Pada kenyataannya, Indonesia telah mengambil langkah-langkah untuk mendiversifikasi pasokan vaksinnya dan telah menegaskan kembali komitmennya terhadap pendekatan yang damai dan sah untuk menangani masalah Laut China Selatan.
Indonesia menegaskan enggan memihak China maupun Amerika Serikat (AS) atas sengketa di Laut China Selatan.
Selain itu Indonesia juga berulang kali menegaskan bahwa Laut Natuna Utara adalah milik NKRI, sebara keras China berusaha merebutnya.
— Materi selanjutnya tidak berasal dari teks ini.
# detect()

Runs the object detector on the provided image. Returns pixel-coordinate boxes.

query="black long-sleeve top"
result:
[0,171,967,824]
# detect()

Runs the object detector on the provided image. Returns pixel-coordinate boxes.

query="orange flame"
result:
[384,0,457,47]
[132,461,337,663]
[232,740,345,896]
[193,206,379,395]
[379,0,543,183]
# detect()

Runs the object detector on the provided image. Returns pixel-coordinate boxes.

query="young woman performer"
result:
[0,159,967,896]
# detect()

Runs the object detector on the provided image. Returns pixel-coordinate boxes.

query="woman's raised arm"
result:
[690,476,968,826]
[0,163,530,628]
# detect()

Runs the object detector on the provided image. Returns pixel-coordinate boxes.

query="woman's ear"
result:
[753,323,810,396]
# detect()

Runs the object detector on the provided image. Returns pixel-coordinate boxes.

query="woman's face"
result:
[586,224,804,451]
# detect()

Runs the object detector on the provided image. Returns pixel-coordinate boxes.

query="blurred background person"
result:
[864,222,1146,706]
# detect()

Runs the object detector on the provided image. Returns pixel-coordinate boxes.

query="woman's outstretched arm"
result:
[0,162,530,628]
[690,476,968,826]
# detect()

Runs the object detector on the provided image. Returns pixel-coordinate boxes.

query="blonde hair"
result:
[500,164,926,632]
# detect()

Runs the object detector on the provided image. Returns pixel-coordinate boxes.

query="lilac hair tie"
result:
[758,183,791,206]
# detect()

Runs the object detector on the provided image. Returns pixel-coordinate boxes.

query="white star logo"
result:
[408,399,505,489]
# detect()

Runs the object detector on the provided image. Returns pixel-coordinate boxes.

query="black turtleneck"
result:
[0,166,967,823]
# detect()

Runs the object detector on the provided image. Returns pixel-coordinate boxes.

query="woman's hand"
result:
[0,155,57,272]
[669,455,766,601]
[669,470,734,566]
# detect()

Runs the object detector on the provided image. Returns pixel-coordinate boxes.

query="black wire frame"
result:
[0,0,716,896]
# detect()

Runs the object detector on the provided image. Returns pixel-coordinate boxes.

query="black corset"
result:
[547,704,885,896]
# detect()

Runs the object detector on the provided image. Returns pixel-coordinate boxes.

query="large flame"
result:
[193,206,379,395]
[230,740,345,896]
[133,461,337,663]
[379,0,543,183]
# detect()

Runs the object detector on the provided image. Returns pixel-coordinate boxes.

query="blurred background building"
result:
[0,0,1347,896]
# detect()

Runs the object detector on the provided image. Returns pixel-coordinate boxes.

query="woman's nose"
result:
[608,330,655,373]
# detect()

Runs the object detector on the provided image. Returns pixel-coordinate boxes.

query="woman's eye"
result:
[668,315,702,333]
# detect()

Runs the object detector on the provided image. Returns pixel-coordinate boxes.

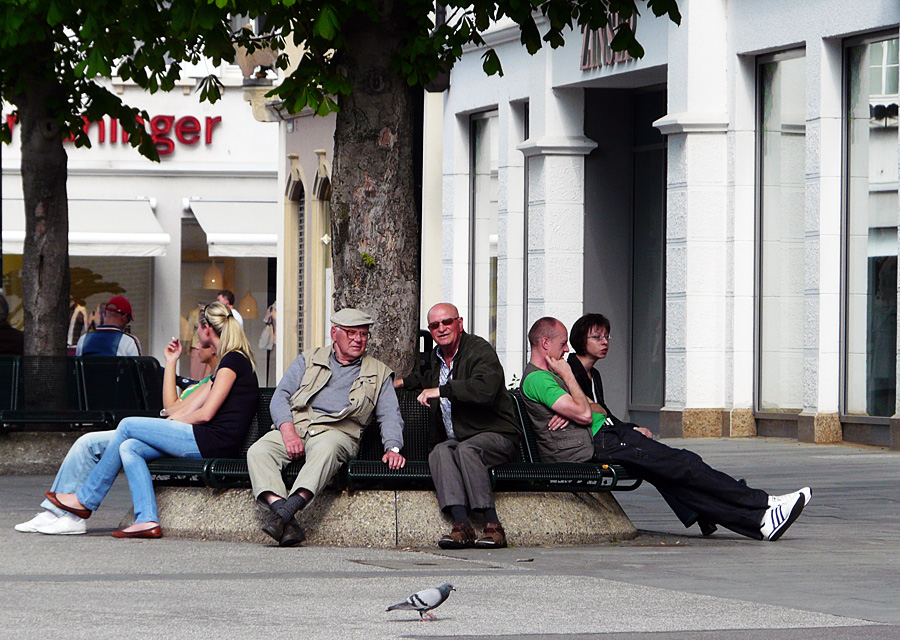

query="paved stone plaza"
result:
[0,439,900,640]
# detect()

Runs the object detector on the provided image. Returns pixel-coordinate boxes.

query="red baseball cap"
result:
[106,296,134,320]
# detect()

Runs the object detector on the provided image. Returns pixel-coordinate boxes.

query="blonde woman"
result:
[45,302,259,538]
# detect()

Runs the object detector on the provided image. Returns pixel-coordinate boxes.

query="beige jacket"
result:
[290,347,393,440]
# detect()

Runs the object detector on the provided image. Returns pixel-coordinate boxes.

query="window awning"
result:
[190,198,282,258]
[2,198,170,258]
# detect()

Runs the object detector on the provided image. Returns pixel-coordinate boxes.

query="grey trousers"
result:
[247,429,359,498]
[428,432,516,512]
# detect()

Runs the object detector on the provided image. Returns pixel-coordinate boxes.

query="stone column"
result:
[518,89,597,327]
[797,41,842,443]
[656,0,733,437]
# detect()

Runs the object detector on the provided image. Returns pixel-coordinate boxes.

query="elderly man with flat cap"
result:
[247,308,406,547]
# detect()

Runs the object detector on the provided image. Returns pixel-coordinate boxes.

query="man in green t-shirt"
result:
[522,318,811,541]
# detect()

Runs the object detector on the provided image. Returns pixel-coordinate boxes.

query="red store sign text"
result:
[6,115,222,156]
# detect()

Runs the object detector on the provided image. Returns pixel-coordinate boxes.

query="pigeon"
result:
[387,582,456,621]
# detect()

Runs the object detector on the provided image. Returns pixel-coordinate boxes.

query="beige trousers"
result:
[247,429,359,498]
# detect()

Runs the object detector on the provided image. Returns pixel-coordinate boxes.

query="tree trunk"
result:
[12,57,69,356]
[331,13,422,375]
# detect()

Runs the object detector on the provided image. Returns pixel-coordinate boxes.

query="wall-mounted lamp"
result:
[238,291,259,320]
[203,260,223,289]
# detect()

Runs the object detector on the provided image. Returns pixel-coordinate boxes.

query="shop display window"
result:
[757,51,806,412]
[843,32,900,417]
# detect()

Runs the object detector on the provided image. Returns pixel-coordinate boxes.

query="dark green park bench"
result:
[0,356,162,430]
[149,388,641,492]
[491,389,643,491]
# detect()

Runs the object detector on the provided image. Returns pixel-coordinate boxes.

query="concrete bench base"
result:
[156,487,637,548]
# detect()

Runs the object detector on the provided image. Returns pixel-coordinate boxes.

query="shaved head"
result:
[528,316,566,346]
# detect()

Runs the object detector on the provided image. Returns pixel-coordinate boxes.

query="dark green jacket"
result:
[403,332,519,447]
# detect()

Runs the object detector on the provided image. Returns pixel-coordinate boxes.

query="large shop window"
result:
[844,36,898,417]
[757,51,806,412]
[469,111,500,348]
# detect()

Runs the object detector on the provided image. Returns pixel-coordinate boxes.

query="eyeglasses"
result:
[338,325,369,342]
[428,316,459,331]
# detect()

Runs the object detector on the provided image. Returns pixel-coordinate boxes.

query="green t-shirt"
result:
[522,371,606,435]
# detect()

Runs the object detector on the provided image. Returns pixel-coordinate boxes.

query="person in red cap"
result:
[75,296,141,356]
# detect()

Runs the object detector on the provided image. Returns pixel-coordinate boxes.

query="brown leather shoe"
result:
[438,522,475,549]
[44,491,91,520]
[113,525,162,538]
[475,522,506,549]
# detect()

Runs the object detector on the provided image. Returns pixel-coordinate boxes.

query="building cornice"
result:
[653,111,728,136]
[516,136,597,158]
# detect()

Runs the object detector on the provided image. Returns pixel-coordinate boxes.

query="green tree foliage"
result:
[0,0,681,159]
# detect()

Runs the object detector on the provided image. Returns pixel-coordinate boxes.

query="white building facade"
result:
[2,66,281,385]
[441,0,900,447]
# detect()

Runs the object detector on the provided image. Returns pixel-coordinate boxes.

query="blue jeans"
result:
[75,418,201,523]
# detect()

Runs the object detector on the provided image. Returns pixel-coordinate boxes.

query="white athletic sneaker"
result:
[769,487,812,507]
[37,513,87,536]
[15,511,59,533]
[759,491,806,542]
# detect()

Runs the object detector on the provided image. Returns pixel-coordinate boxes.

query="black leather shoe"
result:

Melihat vaksin Sinovac mencakup sekitar 38 persen dari total pesanan pemerintah, SCMP menyoroti bahwa Indonesia mencoba untuk tidak ketergantungan bantuan China.
Apalagi, dari perspektif pemerintah Indonesia, pengadaan vaksin dari China dan sumber eksternal lainnya hanyalah strategi jangka pendek untuk meredam pandemi.
“(Indonesia) masih harus memiliki kemampuan untuk mengembangkan vaksin di dalam negeri,” kata Menteri Riset dan Teknologi Bambang Brodjonegoro.
Strategi ini akan membantu mencegah Indonesia sepenuhnya bergantung pada vaksin impor, termasuk dari produsen China.
Selain menghindari ketergantungan pada China, alasan lain untuk diversifikasi adalah efektivitas vaksin China yang relatif rendah (50,4 persen untuk Sinovac, 79 persen untuk Sinopharm dan 66 persen untuk CanSino).
Sementara negara-negara kaya menimbun lebih banyak vaksin yang dapat diandalkan dari Pfizer-BioNTech, Moderna, Novavax dan AstraZeneca, pasar China berfokus pada negara-negara berkembang.